(Bloomberg) -- Iceland’s opposition Social Democrats won snap parliamentary elections as the ruling bloc faced voter discontent with high costs of living and housing shortages.
The Social Democratic Party secured 20.8% backing, or 15 seats in the 63-seat legislature, based on a preliminary vote count published by public broadcaster RUV. Incumbent Prime Minister Bjarni Benediktsson’s conservative Independence Party got 19.4%, or 14 seats.
Voters in the north Atlantic nation of about 389,000 have voiced rising anger over elevated inflation and issues stemming from lagging infrastructure spending, such as long hospital queues. Their frustration with high credit costs that put an end to the post-pandemic boom has also weighed on the parties in the ruling coalition.
The backing for the Independence Party that has traditionally dominated the island’s politics dropped from about a quarter of votes received in 2021, even as it outperformed most polls. Benediktsson’s coalition partners fared worse, with the centrist Progressive Party receiving 7.8% backing while the Left Greens falling short of the 5% parliamentary threshold, at 2.3%.
The election comes as the tourism-dependent economy has contracted 1% in the nine months to September following an expansion of 20% over the previous three years.

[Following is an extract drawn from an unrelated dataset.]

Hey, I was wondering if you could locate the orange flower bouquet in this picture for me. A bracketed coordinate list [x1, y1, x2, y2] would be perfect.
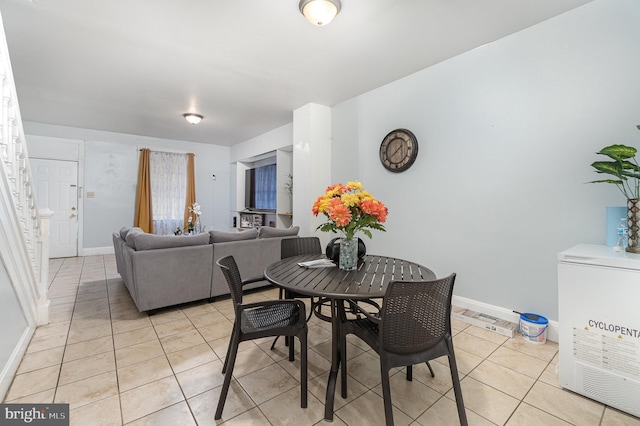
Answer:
[312, 181, 388, 239]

While inflation rate has more than halved from a peak of 10.2% hit last year, the policymakers have signaled they won’t rush easing western Europe’s highest key rate, now at 8.5%.
A vote winner in Iceland doesn’t automatically get the first stab at forming the government, meaning a prospective prime minister will not be known for some time.
Led by Yale-educated Kristrun Frostadottir — a 36-year-old former chief economist of local investment bank Kvika hf — the Social Democrats pledged to get inflation and state finances under control while also seeking to strengthen the welfare system.
In comments televised in the early hours on Sunday, Frostadottir said the result signified “a great appeal for changes” and signaled she was sticking to pledges on “certain welfare issues and issues of justice when it comes to our resourses and taxation.”
“I think many things will have to change in the Independence Party if we are to have such talks with them,” she said, speaking of potential coalition options.
The Social Democrats last won the election in 2009 and tackled the aftermath of Iceland’s financial crisis during the government term ending in 2013.
The party’s victory in the island nation would echo the success of their Labor and Social Democratic counterparts in the Nordic neighbors Norway and Denmark, while center-right forces are in power in both Sweden and Finland.
The frontrunners also favor a clear increase in power supply — an issue that contributed to the dissolution of Benediktsson’s coalition in October.
The opposition Liberal Reform Party, running third with 15.8% of the vote, largely agrees with the Social Democrats on closer cooperation with the European Union and similarly vows to impose a resource fee on the fishing and energy sectors. The duo is seen as likely to try to form an alliance, while they will probably still need other coalition partners.
Even so, the Liberal Reform’s Chair Thorgerdur Katrin Gunnarsdottir said in remarks broadcast by RUV on Sunday that “there are also many things you can find harmony with” with the Independence Party.
(Updates preliminary vote count, opposition leader comment from first paragraph.)